Replica tapestry of The Hunt For The Unicorn inside Stirling Castle

The Hunt of the Unicorn: Medieval Art, Mystery, and Faith

We mentioned the beauty of wall hangings and their practical uses in an earlier post. Here we would like to highlight one of the most beautiful and mysterious tapestries ever created: The Hunt of the Unicorn. This is a series of seven tapestries, and their origin dates from between 1495 and 1505. In its entirety, it’s considered to be one of the greatest artworks in existence. Despite it fame, many mysteries persist about The Hunt of the Unicorn, including who designed it, where it was woven, and what its panels are intended to symbolise.

Woven with wool, silk, and metallic thread, there are 5 large pieces, one small piece, and one piece that survives only in fragments.
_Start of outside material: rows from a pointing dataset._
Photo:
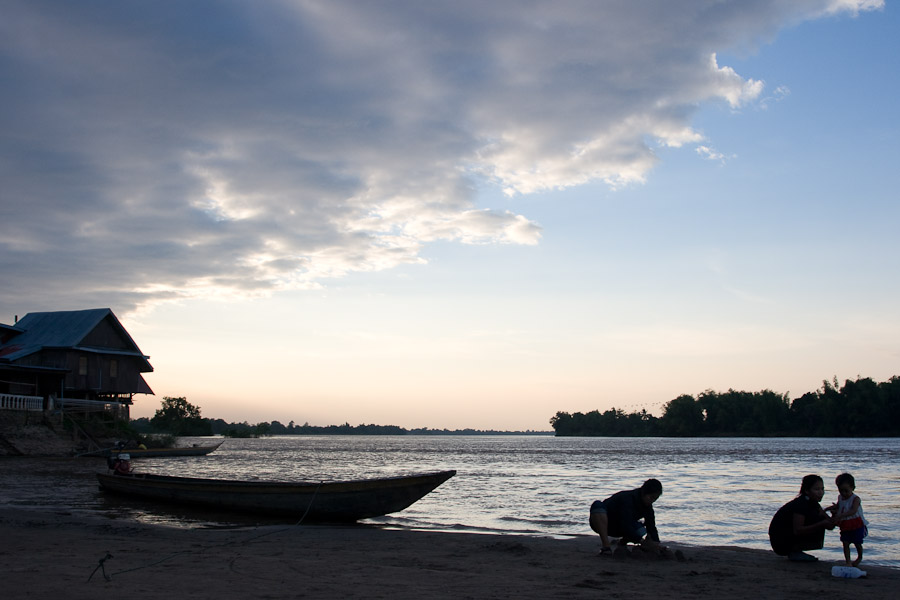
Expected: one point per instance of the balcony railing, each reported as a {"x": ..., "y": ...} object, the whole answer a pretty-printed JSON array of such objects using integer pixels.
[{"x": 17, "y": 402}]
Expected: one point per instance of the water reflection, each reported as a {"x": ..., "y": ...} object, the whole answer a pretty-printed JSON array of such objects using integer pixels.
[{"x": 717, "y": 491}]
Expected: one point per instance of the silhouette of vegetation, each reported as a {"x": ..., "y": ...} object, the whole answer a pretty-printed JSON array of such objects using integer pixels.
[
  {"x": 177, "y": 416},
  {"x": 180, "y": 417},
  {"x": 860, "y": 408}
]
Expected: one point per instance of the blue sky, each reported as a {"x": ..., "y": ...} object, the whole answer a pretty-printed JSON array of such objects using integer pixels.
[{"x": 458, "y": 214}]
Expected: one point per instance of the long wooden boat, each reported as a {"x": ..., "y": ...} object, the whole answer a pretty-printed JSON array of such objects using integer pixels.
[
  {"x": 330, "y": 502},
  {"x": 157, "y": 452}
]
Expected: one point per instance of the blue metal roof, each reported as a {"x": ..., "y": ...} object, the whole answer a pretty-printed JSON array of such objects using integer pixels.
[{"x": 62, "y": 329}]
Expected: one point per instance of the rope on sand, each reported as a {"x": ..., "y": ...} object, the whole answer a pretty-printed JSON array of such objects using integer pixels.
[{"x": 109, "y": 577}]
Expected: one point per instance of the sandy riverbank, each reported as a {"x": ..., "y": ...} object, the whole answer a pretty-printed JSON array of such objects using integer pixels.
[{"x": 57, "y": 554}]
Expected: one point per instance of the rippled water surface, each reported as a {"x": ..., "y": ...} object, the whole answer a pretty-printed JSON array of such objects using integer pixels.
[{"x": 716, "y": 491}]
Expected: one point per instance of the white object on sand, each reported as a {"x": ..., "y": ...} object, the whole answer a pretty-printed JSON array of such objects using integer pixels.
[{"x": 847, "y": 572}]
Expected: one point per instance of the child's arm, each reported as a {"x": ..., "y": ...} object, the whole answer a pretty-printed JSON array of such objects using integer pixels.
[{"x": 854, "y": 506}]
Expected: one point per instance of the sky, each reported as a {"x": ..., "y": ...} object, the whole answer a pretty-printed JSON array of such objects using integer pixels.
[{"x": 458, "y": 214}]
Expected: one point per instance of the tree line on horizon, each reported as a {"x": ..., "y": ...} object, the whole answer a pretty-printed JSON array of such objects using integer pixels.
[
  {"x": 177, "y": 416},
  {"x": 860, "y": 408}
]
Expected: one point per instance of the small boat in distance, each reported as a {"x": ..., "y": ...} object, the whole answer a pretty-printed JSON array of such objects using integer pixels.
[
  {"x": 194, "y": 450},
  {"x": 321, "y": 502}
]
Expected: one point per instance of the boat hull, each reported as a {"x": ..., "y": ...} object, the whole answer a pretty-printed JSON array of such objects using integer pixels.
[
  {"x": 157, "y": 452},
  {"x": 341, "y": 501}
]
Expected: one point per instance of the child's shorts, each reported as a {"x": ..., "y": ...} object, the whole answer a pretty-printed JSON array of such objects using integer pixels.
[{"x": 854, "y": 536}]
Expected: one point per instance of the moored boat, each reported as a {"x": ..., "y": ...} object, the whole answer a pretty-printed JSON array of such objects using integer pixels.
[
  {"x": 327, "y": 501},
  {"x": 195, "y": 450}
]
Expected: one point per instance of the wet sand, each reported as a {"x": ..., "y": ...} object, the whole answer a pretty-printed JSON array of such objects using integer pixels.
[
  {"x": 59, "y": 554},
  {"x": 51, "y": 549}
]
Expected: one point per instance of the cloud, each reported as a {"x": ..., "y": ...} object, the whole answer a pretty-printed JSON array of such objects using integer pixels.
[{"x": 158, "y": 151}]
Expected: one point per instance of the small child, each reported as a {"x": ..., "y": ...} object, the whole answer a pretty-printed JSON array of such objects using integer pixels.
[{"x": 847, "y": 513}]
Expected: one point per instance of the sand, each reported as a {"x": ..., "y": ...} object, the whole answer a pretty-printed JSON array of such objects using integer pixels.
[{"x": 59, "y": 554}]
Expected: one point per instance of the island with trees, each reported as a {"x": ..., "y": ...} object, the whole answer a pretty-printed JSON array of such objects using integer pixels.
[{"x": 860, "y": 408}]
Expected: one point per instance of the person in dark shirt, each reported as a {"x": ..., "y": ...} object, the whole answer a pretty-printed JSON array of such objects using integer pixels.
[
  {"x": 628, "y": 515},
  {"x": 801, "y": 523}
]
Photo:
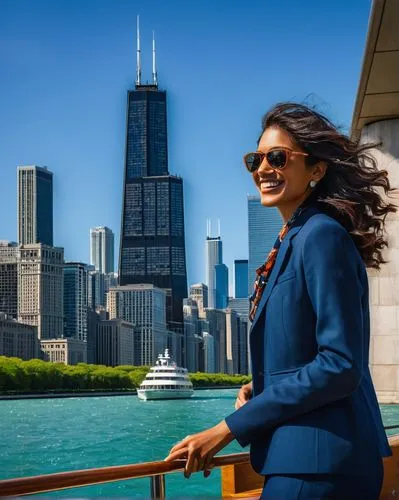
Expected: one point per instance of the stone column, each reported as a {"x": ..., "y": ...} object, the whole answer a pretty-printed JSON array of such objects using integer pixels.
[{"x": 384, "y": 284}]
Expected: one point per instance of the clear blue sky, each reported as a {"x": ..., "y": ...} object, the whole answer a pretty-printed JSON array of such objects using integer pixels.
[{"x": 65, "y": 67}]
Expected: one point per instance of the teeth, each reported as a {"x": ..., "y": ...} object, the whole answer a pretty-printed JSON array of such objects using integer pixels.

Each large tapestry is 12 feet tall by 14 feet wide. The seven tapestries are:

  • The Start of the Hunt
  • The Unicorn at the Fountain
  • The Unicorn Attacked
  • The Unicorn Defending Himself
  • The Unicorn is captured by the Virgin (in two fragments)
  • The Unicorn Killed and Brought to the Castle
  • The Unicorn in Captivity

Together, the tapestries tell a tale of noblemen who, with their huntsmen and hounds, pursue a unicorn through a beautiful forest. They track down the unicorn, capture it, take it to a castle, and kill it. In the final tapestry the unicorn is resurrected and shown resting in a garden enclosed by a circular fence.

Unicorns are, of course, magical, pure creatures, and unicorn lore was popular in the medieval period when the tapestry was made. They represented wisdom, immortality, lovers, and marriage. People believed that unicorns could heal wounds and purify water and that only a virgin could tame a unicorn. These themes are woven into the individual tapestries of The Hunt of the Unicorn. A virgin leads the unicorn into an enclosed rose garden where it is sacrificed.

There is entirely another meaning to these tapestries, however. The unicorn at the center of The Hunt of the Unicorn is also clearly meant to represent Jesus Christ, and the virgin is meant to be his mother, Mary. There are many clues hidden within images of the tapestries to indicate this. The unicorn is wounded on his right side, as was Christ. The unicorn is sacrificed and resurrected. In the final tapestry the unicorn sits in a beautiful garden paradise. The piece as a whole was clearly designed to be meaningful and relevant on two levels: both secular and religious. The people of this age would have understood both messages.

Scholars believe that The Hunt of the Unicorn was of French design and woven in Brussels, but more than that is unknown. The initials AE appear over and over in the tapestries, but who AE was, if AE was a person, is another mystery. For centuries they were owned by the La Rochefoucauld family of France. John D. Rockefeller purchased most of the set in 1922 and displayed them in his own house until he donated them to the Metropolitan Museum of Art in 1938 along with the missing pieces he had tracked down. The Met has housed The Hunt of the Unicorn since then in the Cloisters where they are on permanent display for the public to view (above image theirs).

The Hunt of the Unicorn shows the intersection of art and everyday objects, of the sacred and the secular in a very beautiful way. It’s art that serves as more than art, but a reminder of the Easter message as well.